Betrügerbande steht vor Gericht

Prozess in Wuppertal: Eine 75-jährige Erkratherin wurde von Betrügern genötigt, ihre gesamten Ersparnisse auszuhändigen.

Betrügerbande steht vor Gericht
Foto: Maguire

Erkrath/Wuppertal. Derzeit müssen sich sechs Mitglieder einer Großfamilie wegen gewerbs- und bandenmäßigen Betrugs vor der 1. Großen Strafkammer des Wuppertaler Landgerichts verantworten.

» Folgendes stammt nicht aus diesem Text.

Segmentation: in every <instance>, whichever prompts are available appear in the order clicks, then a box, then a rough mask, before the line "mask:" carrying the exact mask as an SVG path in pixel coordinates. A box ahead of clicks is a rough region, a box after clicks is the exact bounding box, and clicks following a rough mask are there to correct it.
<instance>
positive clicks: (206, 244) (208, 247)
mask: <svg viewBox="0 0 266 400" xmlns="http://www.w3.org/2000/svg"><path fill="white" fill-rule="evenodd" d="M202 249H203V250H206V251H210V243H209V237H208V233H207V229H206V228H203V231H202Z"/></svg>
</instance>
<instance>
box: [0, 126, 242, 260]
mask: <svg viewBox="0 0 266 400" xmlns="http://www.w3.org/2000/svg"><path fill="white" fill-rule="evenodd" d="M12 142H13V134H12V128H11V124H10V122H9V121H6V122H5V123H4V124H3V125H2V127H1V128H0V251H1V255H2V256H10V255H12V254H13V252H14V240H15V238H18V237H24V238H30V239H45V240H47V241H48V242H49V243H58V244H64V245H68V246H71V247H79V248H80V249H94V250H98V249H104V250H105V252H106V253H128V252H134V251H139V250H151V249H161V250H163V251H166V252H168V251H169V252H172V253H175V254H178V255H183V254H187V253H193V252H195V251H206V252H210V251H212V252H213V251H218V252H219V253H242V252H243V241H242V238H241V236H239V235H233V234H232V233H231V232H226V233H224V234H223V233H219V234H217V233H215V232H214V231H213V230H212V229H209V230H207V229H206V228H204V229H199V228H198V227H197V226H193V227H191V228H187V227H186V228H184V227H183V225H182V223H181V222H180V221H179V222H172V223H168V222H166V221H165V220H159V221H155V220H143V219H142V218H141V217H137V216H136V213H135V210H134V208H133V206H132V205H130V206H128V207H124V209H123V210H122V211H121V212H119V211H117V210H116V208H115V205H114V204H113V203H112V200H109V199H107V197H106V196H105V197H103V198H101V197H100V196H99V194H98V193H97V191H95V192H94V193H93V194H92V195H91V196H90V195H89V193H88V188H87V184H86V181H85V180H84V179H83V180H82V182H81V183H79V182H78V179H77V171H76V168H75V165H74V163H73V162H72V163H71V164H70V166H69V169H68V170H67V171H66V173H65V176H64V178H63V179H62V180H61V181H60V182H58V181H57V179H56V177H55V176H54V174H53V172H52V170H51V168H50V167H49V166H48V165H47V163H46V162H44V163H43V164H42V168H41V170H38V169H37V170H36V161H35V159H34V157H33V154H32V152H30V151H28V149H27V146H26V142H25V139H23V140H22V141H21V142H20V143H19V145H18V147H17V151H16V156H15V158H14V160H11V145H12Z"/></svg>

Bundesweit sollen 260 000 Euro erbeutet worden sein. In 39 Fällen waren die mutmaßlichen Täter offenbar mit der „Masche“ erfolgreich, sich am Telefon als Mitarbeiter einer Bank auszugeben und vor Falschgeld auf dem Konto zu warnen. Das sollten die gutgläubigen Opfer den gleich an der Türe schellenden „Polizeibeamten“ zur vermeintlichen Kontrolle übergeben.

Wer kein Bargeld hatte, dem wurde noch großzügig ein Taxi für die Anreise zur Bank gerufen. Und denjenigen, die in Furcht um ihr Erspartes über Herzrasen und Angst klagten, wurde per Telefon der „hilfreiche Kriminalbeamte an der Haustür“ in Aussicht gestellt, der sich um Geld und menschliche Nöte kümmern werde. Zuvor hatte man bei den gutgläubigen Opfern noch Kontodaten und PIN-Nummern für die EC-Karte abgefragt.

Zu den Geschädigten gehört auch eine Seniorin aus Erkrath, die gestern als Zeugin geladen war. Für die 75-Jährige dürfte es eine Zumutung gewesen sein, sich den Ablauf des Geschehens im Beisein der Täter nochmals zu vergegenwärtigen. Sie habe damals einen Anruf von jemandem bekommen, der sich als Mitarbeiter ihrer Bank ausgegeben habe. Der habe sie davon in Kenntnis gesetzt, dass der bankinterne Computer abgestürzt sei und man nun die Bankdaten brauche. Außerdem wurde sie nach Bargeld gefragt und habe die Nummern der Geldscheine einzeln vorlesen sollen. Danach wurde am Telefon der Besuch der Kriminalpolizei angekündigt, um die Geldscheine zu fotografieren. Als es kurz darauf an der Türe geklingelt und sie diese geöffnet habe, wären die Täter sofort in die Wohnung gelaufen und hätten sie dermaßen eingeschüchtert, dass sie dann auch noch ihre Ersparnisse aus dem Schrank geholt habe. „Am Anfang konnte ich mit niemandem darüber sprechen“, erinnerte sich die Seniorin gestern an die Tage nach dem Vorfall im Sommer 2015. Sie habe sich vor ihrer Familie geschämt, auf die Masche der Täter reingefallen zu sein.

Für die wiederum schien der gestrige Verhandlungstag zwischenzeitlich durchaus Unterhaltungswert gehabt zu haben. Immer wieder gab es offenbar etwas zu lachen und derjenige der sechs Angeklagten, der damals bei der Dame aus Erkrath die EC-Karte eingesteckt hatte, um kurz darauf 1000 Euro vom Konto abzuheben, rang sich zu einer öffentlichen Entschuldigung durch. „Es tut mir sehr leid und ich werde dafür bestraft. Wenn ich wieder draußen bin aus dem Gefängnis, gebe ich ihnen das Geld zurück“, ließ er sein Opfer wissen. Eine weitere Geschädigte aus Velbert, die ebenfalls in den Zeugenstand geladen war, musste dem Verfahren aus gesundheitlichen Gründen fernbleiben. Stattdessen schilderte ein Kriminalbeamter aus Mettmann, der damals die Zeugenvernehmung vorgenommen hatte, den psychisch labilen Zustand der Frau. Nach dem Überfall habe sie sich nicht mehr aus dem Haus gewagt. Immer dann, wenn das Wort „Polizeibeamter“ gefallen sei, habe die Frau gezittert und verstört reagiert. Offenbar war das Opfer traumatisiert, da sich auch die Täter an der Haustüre als Polizeibeamte ausgegeben hatten.

„Ich habe schon häufiger Senioren befragt, die Opfer eines Enkeltricks wurden. Jemanden in einem solchen Zustand habe ich allerdings noch nicht erlebt“, erinnert sich der Kripobeamte. Im Verhandlungsverlauf sollen nun noch weitere Geschädigte in überwiegend hohem Seniorenalter gehört werden. Um ihnen Belastungen zu ersparen, sollen sie per Videokonferenz gehört werden.